A tougher standard for carbon credits
The newly adopted rules tighten the criteria for generating carbon credits. Projects can no longer claim credits for marginal gains or business-as-usual improvements. Instead, they must now demonstrate real, measurable reductions in emissions that go well beyond historical norms.
Baselines must now be set against conservative estimates—such as 10% below historical emissions—and tighten annually by at least 1%, ensuring that projects stay aligned with net zero pathways. Other new provisions include independent grievance mechanisms, mandatory human rights safeguards, and rules to prevent "leakage"—where emissions reductions in one area push pollution elsewhere.
This tougher regime is a direct response to longstanding criticism of voluntary carbon markets, where credits have often failed to represent actual emissions cuts.
A credibility gap without cash
Despite the technical progress, the Supervisory Body cautioned that implementation still hinges on financial backing. "Without a steady flow of investment, this progress will remain largely on paper," they warned.

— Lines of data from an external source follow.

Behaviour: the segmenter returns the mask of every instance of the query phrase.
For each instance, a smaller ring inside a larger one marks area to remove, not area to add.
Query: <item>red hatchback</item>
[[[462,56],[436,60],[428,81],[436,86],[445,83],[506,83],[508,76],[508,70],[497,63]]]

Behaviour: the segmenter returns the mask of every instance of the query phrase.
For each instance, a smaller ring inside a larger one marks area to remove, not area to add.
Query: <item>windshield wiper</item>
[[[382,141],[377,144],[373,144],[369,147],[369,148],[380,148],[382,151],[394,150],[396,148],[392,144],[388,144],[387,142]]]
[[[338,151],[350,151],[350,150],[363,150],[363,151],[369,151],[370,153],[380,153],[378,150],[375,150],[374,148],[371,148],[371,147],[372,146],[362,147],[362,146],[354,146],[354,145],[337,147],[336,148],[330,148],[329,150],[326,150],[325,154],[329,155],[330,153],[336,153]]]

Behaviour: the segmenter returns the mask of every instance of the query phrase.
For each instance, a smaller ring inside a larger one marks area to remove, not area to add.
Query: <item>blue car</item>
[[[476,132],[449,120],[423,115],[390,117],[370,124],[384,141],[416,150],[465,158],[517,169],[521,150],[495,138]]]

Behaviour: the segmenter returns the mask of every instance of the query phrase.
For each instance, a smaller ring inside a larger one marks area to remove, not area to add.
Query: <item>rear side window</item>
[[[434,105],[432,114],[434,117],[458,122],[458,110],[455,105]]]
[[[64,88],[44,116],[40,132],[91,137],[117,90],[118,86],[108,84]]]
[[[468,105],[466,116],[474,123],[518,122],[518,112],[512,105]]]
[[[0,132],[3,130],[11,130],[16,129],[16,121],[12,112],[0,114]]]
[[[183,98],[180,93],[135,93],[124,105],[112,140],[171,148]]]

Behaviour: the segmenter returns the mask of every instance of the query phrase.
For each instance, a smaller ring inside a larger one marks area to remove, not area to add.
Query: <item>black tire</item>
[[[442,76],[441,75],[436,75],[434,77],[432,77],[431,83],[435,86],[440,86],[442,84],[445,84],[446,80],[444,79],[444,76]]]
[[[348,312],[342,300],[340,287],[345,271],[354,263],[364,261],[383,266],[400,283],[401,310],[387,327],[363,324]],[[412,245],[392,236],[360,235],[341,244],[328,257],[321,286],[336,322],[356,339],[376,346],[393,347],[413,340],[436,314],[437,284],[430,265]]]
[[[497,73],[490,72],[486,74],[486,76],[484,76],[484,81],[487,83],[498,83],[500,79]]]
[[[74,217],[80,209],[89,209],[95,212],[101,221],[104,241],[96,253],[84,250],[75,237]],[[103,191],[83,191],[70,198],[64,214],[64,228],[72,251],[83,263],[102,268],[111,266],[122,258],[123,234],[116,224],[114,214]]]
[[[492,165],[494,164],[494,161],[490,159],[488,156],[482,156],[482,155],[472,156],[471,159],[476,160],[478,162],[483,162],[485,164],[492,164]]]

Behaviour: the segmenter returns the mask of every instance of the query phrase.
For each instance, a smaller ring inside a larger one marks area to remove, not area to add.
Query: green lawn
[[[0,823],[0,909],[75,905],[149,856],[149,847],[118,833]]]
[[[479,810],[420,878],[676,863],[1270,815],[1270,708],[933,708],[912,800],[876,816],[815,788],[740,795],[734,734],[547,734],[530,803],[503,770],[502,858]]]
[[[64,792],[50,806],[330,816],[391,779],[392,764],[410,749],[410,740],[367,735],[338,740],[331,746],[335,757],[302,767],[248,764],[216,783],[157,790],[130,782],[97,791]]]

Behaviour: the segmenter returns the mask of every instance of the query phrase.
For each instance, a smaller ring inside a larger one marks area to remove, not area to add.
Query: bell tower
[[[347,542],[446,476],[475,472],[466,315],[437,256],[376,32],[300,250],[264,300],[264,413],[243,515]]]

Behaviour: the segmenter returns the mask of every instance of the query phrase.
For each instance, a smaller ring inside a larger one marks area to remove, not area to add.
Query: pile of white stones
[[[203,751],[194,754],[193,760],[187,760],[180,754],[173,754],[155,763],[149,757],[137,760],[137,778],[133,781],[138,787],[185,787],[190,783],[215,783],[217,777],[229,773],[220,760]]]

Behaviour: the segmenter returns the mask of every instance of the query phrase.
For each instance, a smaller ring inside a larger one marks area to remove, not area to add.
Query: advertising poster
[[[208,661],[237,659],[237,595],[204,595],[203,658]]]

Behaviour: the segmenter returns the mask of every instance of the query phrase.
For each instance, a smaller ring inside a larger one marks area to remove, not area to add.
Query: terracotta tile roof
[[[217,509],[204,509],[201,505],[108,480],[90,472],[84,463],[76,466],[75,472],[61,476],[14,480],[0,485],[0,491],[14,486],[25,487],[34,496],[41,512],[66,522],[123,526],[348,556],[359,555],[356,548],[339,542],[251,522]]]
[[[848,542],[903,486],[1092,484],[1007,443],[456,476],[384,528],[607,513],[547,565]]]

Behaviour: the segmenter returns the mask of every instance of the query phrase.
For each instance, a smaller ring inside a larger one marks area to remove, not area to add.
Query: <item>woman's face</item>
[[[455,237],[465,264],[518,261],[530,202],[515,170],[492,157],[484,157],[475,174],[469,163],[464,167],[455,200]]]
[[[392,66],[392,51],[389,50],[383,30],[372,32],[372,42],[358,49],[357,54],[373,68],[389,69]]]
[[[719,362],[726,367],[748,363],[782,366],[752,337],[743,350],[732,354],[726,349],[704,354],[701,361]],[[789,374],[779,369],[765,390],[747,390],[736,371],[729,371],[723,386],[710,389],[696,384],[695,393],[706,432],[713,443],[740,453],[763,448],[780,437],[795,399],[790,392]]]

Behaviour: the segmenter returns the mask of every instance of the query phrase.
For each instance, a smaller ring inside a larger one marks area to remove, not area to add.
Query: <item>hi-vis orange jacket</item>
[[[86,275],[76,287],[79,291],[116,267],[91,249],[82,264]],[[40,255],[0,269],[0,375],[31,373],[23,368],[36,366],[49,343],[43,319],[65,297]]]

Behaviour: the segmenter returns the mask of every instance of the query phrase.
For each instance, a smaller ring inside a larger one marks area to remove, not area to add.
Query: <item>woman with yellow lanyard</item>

Countries hosting carbon credit projects are particularly concerned about retaining the climate benefits of those investments. The updated framework aims to address this by embedding host country roles directly into the project approval process.
But critics argue more trust-building is needed. Past international schemes like the Clean Development Mechanism (CDM) were often seen as favouring wealthy countries and corporations. The new system tries to improve on that legacy, but expectations are higher now—and scrutiny is growing.
Lessons from the past, eyes on the future
The PACM framework is designed to evolve. A key innovation is the ability to revise carbon credit methodologies centrally, ensuring top-down consistency across sectors. At the same time, a "bottom-up" channel will allow project developers and local actors to propose new methods tailored to their needs.
The first such proposal is already under review, and the first official PACM credits could be issued later this year.
The Body acknowledged criticism for moving slowly, but said political complexities and the need for consensus had delayed progress. "We now have a solid framework, and we are moving forward with confidence," the statement said.
A final piece of the puzzle—rules for handling emissions reversals and ensuring project permanence—is expected later this year. The goal is to have the full system operational by early 2026.
"Scrutiny is essential"
The Body said it welcomes oversight and transparency, describing outside evaluation as crucial for building trust and ensuring environmental integrity.
"We're not just building a market. We're building confidence—in the rules, in the results, and in the global effort to cut emissions."
The challenge now is not the design, but the delivery.